On the first night the attendance was larger than I had ventured to hope. The novelty of an evening’s entertainment, conducted from beginning to end by the unaided exertions of a young lady (see advertisement), roused the public curiosity, and the seats were moderately well filled. As good luck would have it, no letter addressed to Miss Vanstone came that day. She was in full possession of herself until she got the first dress on and heard the bell ring for the music. At that critical moment she suddenly broke down. I found her alone in the waiting-room, sobbing, and talking like a child. “Oh, poor papa! poor papa! Oh, my God, if he saw me now!” My experience in such matters at once informed me that it was a case of sal-volatile, accompanied by sound advice. We strung her up in no time to concert pitch; set her eyes in a blaze; and made her out-blush her own rouge. The curtain rose when we had got her at a red heat. She dashed at it exactly as she dashed at it in the back drawing-room at Rosemary Lane. Her personal appearance settled the question of her reception before she opened her lips. She rushed full gallop through her changes of character, her songs, and her dialogue; making mistakes by the dozen, and never stopping to set them right; carrying the people along with her in a perfect whirlwind, and never waiting for the applause. The whole thing was over twenty minutes sooner than the time we had calculated on. She carried it through to the end, and fainted on the waiting-room sofa a minute after the curtain was down. The music-seller having taken leave of his senses from sheer astonishment, and I having no evening costume to appear in, we sent the doctor to make the necessary apology to the public, who were calling for her till the place rang again. I prompted our medical orator with a neat speech from behind the curtain; and I never heard such applause, from such a comparatively small audience, before in my life. I felt the tribute—I felt it deeply. Fourteen years ago I scraped together the wretched means of existence in this very town by reading the newspaper (with explanatory comments) to the company at a public-house. And now here I am at the top of the tree.

It is needless to say that my first proceeding was to bowl out the music-seller on the spot. He called the next morning, no doubt with a liberal proposal for extending the engagement beyond Derby and Nottingham. My niece was described as not well enough to see him; and, when he asked for me, he was told I was not up.
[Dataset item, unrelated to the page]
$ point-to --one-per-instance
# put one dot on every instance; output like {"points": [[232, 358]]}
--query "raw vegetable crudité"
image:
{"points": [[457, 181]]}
I happened to be at that moment engaged in putting the case pathetically to our gifted Magdalen. Her answer was in the highest degree satisfactory. She would permanently engage herself to nobody—least of all to a man who had taken sordid advantage of her position and mine. She would be her own mistress, and share the profits with me, while she wanted money, and while it suited her to go on. So far so good. But the reason she added next, for her flattering preference of myself, was less to my taste. “The music-seller is not the man whom I employ to make my inquiries,” she said. “You are the man.” I don’t like her steadily remembering those inquiries, in the first bewilderment of her success. It looks ill for the future; it looks infernally ill for the future.

V.
Chronicle for January, 1847.

She has shown the cloven foot already. I begin to be a little afraid of her.

On the conclusion of the Nottingham engagement (the results of which more than equaled the results at Derby), I proposed taking the entertainment next—now we had got it into our own hands—to Newark. Miss Vanstone raised no objection until we came to the question of time, when she amazed me by stipulating for a week’s delay before we appeared in public again.

“For what possible purpose?” I asked.